Tra le opere esposte il celebre lampadario etrusco in bronzo già custodito nelle sale del Maec, reperti provenienti da Firenze, ma anche Tarquinia e Roma fino ad uno straordinario prestito dal MANN di Napoli, una statua di un efebo rinvenuta a Pompei, cui è dedicato un allestimento speciale nella Sala dei Mappamondi. Alta un metro e mezzo rappresenta un adolescente con un candelabro che svolgeva il ruolo di accoglienza per gli ospiti illustri nelle dimore dell’antichità.

Una intera sezione è dedicata ai sistemi di illuminazione collegati alla cultura nuragica, che si è sviluppata nella Sardegna preromana, e una sezione molto ampia è dedicata ad alcune delle più importanti realizzazioni rinvenute nella città di Pompei.

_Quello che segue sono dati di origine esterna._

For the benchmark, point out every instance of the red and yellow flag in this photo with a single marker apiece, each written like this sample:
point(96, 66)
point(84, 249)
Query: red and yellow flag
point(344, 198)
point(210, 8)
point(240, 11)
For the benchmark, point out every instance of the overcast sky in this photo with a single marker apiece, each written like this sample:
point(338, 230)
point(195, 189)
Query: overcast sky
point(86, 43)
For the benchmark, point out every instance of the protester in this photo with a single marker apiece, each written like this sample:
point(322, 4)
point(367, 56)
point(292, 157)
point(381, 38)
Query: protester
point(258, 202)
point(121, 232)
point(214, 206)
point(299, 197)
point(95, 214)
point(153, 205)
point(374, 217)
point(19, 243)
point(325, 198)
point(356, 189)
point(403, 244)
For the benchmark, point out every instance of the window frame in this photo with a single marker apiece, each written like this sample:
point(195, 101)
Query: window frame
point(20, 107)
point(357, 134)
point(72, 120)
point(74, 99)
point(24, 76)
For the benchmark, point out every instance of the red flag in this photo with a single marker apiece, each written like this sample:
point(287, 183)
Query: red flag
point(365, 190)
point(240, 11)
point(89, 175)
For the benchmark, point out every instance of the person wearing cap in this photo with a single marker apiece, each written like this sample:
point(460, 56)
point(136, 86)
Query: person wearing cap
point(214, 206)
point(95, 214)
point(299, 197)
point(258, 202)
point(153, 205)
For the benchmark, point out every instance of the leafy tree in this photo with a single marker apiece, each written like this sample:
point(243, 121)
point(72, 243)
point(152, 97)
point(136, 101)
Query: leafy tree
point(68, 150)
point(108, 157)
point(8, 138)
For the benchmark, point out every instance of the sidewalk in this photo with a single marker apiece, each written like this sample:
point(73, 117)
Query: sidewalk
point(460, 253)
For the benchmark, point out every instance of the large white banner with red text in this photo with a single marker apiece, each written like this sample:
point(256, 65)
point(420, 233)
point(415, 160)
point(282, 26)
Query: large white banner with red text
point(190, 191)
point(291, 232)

«La mostra è anche una nuova occasione per celebrare il legame fra gli Etruschi e Pompei – ha detto l’assessore alla cultura di Cortona, Francesco Attesti – per questo ringrazio il direttore del MANN, Paolo Giulierini, con cui abbiamo fattivamente collaborato. Dopo la riapertura del nostro museo, adesso è il momento di guardare avanti e lo facciamo con audacia, perché programmare una mostra in un periodo ancora non facile è senza dubbio una sfida, una sfida che dobbiamo vincere per il rilancio del nostro territorio attraverso politiche culturali e turistiche».